About the Puppet Apply Application
Note: Differences Between Agent/Master and Puppet Apply
In general, Puppet apply can do the same things as the combination of Puppet agent and Puppet master, but there are several trade-offs around security and the ease of certain tasks.
If you don’t have a preference, you should default to an agent/master architecture. If you have questions, considering these trade-offs will help you make your decision.
- Principle of least privilege. In agent/master Puppet, each agent only gets its own configuration, and is unable to see how other nodes are configured. With Puppet apply, it’s impractical to do this, so every node has access to complete knowledge about how your site is configured.

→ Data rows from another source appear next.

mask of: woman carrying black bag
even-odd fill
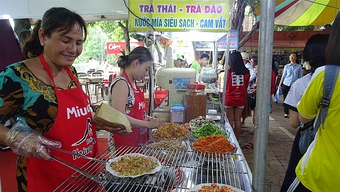
[[[328,34],[316,34],[308,40],[304,49],[304,60],[310,63],[311,73],[297,80],[292,85],[290,91],[288,93],[282,105],[290,110],[290,126],[294,128],[298,128],[300,126],[300,128],[293,141],[290,161],[281,186],[281,192],[286,191],[294,178],[296,177],[295,169],[304,155],[299,149],[298,142],[300,140],[301,131],[306,128],[306,125],[300,123],[296,105],[301,99],[304,90],[307,88],[308,82],[312,78],[315,70],[318,67],[324,66],[326,63],[324,49],[329,36]],[[310,123],[308,123],[308,124]]]

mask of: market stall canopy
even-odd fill
[[[340,8],[338,0],[276,0],[275,25],[289,26],[324,25],[332,23]],[[260,21],[260,6],[256,6]]]
[[[0,19],[10,17],[34,21],[41,19],[46,10],[54,7],[74,11],[86,22],[128,19],[128,9],[122,0],[0,0]]]

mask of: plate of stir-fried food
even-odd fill
[[[187,192],[244,192],[244,190],[228,184],[202,183],[194,186]]]
[[[156,157],[140,153],[130,153],[108,160],[106,170],[120,177],[136,177],[146,174],[155,173],[162,167]]]
[[[228,154],[234,154],[237,150],[234,143],[231,143],[222,135],[211,135],[196,139],[190,145],[194,151],[202,152],[204,159],[208,161],[224,160]]]

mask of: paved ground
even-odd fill
[[[289,125],[289,119],[284,117],[282,101],[274,103],[274,110],[270,114],[268,148],[266,154],[266,191],[279,191],[284,177],[292,145],[297,130]],[[240,146],[246,144],[254,135],[252,117],[246,119],[240,138]],[[253,150],[242,149],[250,169],[253,165]],[[253,175],[253,176],[256,176]]]
[[[266,191],[280,191],[286,173],[292,145],[296,129],[289,125],[289,119],[284,117],[282,100],[274,103],[274,110],[270,114],[268,135],[268,148],[266,154]],[[254,135],[252,117],[246,120],[245,126],[239,139],[240,145],[244,146],[250,140]],[[98,133],[100,137],[106,137],[108,133]],[[253,150],[242,149],[244,157],[252,170],[253,165]],[[253,175],[253,177],[255,175]]]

Depending on how you’re configuring your systems, this can potentially raise the risks of horizontal privilege escalation.
- Ease of centralized reporting and inventory. Agents send reports to the Puppet master by default, and the master can be configured with any number of report handlers to pass these on to other services. You can also connect the master to PuppetDB, a powerful tool for querying inventory and activity data. Puppet apply nodes handle their own information, so if you’re using PuppetDB or sending reports to another service, each node needs to be configured and authorized to connect to it.
- Ease of updating configurations. Only the Puppet master server(s) have the Puppet modules, main manifests, and other data necessary for compiling catalogs. This means that when you need to update your systems’ configurations, you only need to update content on one (or a few) servers. In a decentralized Puppet apply deployment, you’ll need to sync new configuration code and data to every node.
- CPU and memory usage on managed machines. Since Puppet agent doesn’t compile its own catalogs, it uses fewer resources on the machines it manages, leaving them with more capacity for their designated tasks.
- Need for a dedicated master server. The Puppet master takes on the performance load of compiling all catalogs, and it should usually be a dedicated machine with a fast processor, lots of RAM, and a fast disk. Not everybody wants to (or is able to) allocate that, and Puppet apply can get around the need for it.
- Need for good network connectivity. Agents need to be able to reach the Puppet master at a reliable hostname in order to configure themselves. If a system lives in a degraded or isolated network environment, you may want it to be more self-sufficient.
- Security overhead. Agents and masters use HTTPS to secure their communications and authenticate each other, and every system involved needs an SSL certificate. Puppet includes a built-in CA to easily manage certificates, but it’s even easier to not manage them at all. (Of course, you’ll still need to manage security somehow, since you’re probably using Rsync or something to update Puppet content on every node.)